Following the convention that even numbers run and higher numbers suit more wind, the A4 is the heavy-air running sail, sitting beyond the all-purpose A2 and alongside the heavy-air reaching A3. A crew sets it when the leg is a run and the breeze is genuinely up.

It is handled with the same techniques as any asymmetric — see spinnaker hoists and drops — and in a strong breeze a clean set and a controlled string drop matter more than ever. Whether a boat carries a dedicated A4 depends on its rules; a strict one-design runs a limited inventory, while an offshore yacht may carry the full range.
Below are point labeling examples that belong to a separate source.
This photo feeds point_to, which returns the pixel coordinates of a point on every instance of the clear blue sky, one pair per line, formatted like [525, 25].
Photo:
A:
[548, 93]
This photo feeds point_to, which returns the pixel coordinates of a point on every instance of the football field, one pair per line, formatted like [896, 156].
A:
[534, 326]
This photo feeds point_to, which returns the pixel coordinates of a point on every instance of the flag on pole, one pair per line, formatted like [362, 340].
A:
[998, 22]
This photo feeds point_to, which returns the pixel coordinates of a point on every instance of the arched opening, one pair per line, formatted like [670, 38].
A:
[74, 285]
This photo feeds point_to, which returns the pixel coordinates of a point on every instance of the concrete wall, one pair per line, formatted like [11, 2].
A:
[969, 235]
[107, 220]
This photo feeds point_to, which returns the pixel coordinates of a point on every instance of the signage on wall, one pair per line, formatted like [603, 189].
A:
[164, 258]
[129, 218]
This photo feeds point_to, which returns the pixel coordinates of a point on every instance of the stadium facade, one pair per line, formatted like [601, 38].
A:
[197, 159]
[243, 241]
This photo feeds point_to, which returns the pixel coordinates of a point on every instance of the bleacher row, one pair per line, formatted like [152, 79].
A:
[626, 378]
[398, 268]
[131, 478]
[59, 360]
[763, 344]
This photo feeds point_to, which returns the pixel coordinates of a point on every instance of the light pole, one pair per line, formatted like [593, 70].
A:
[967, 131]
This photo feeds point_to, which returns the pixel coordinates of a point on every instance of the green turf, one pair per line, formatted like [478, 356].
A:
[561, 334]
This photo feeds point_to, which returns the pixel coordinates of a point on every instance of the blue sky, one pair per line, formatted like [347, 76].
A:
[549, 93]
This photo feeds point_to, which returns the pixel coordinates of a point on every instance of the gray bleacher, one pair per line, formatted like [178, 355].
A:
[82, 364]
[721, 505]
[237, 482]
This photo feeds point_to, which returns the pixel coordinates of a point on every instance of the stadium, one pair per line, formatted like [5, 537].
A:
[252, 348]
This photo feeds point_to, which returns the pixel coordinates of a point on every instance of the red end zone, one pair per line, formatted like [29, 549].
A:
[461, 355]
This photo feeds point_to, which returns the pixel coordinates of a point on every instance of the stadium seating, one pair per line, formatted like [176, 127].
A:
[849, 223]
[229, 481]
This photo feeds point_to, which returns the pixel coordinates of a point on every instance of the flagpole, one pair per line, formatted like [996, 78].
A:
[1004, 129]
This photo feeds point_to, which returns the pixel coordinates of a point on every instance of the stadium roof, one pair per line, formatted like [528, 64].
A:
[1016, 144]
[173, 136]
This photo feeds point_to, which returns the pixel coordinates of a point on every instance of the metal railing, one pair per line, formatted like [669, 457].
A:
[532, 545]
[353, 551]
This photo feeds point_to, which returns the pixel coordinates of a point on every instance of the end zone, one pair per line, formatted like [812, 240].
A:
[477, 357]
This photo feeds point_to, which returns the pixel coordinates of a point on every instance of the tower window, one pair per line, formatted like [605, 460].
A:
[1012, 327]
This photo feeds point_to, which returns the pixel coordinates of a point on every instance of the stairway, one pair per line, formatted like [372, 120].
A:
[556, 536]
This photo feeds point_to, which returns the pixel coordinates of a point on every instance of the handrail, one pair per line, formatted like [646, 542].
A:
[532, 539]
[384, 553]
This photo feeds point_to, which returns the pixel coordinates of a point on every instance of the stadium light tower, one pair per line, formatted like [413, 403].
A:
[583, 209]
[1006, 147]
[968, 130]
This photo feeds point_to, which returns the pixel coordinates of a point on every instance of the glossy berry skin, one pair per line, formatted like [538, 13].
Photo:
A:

For more, see the sails pillar and the boat page.

Frequently asked questions

What is an A4 spinnaker?
The A4 is a heavy-air running asymmetric spinnaker. In the standard naming system even numbers are running sails and higher numbers are for stronger winds, so the A4 is the heavy-air running sail — built smaller, flatter in the shoulders and from heavier cloth so it stays stable and controllable running deep in a breeze.
When do you use an A4?
An A4 is set for downwind running in strong winds, when the lighter A2 would be overpowered and unstable. It keeps the boat driving deep and fast while remaining manageable, which matters most offshore and in fresh inshore conditions where a blown-out or collapsing kite can be dangerous as well as slow.
Why are heavy-air spinnakers cut flatter?
A flatter cut and tighter shoulders make a spinnaker more stable in strong winds. A very full sail becomes hard to control as the breeze builds, oscillating and collapsing, which slows the boat and risks a broach. Flattening the sail and building it from heavier cloth keeps it steady and lets the crew carry it safely in more wind.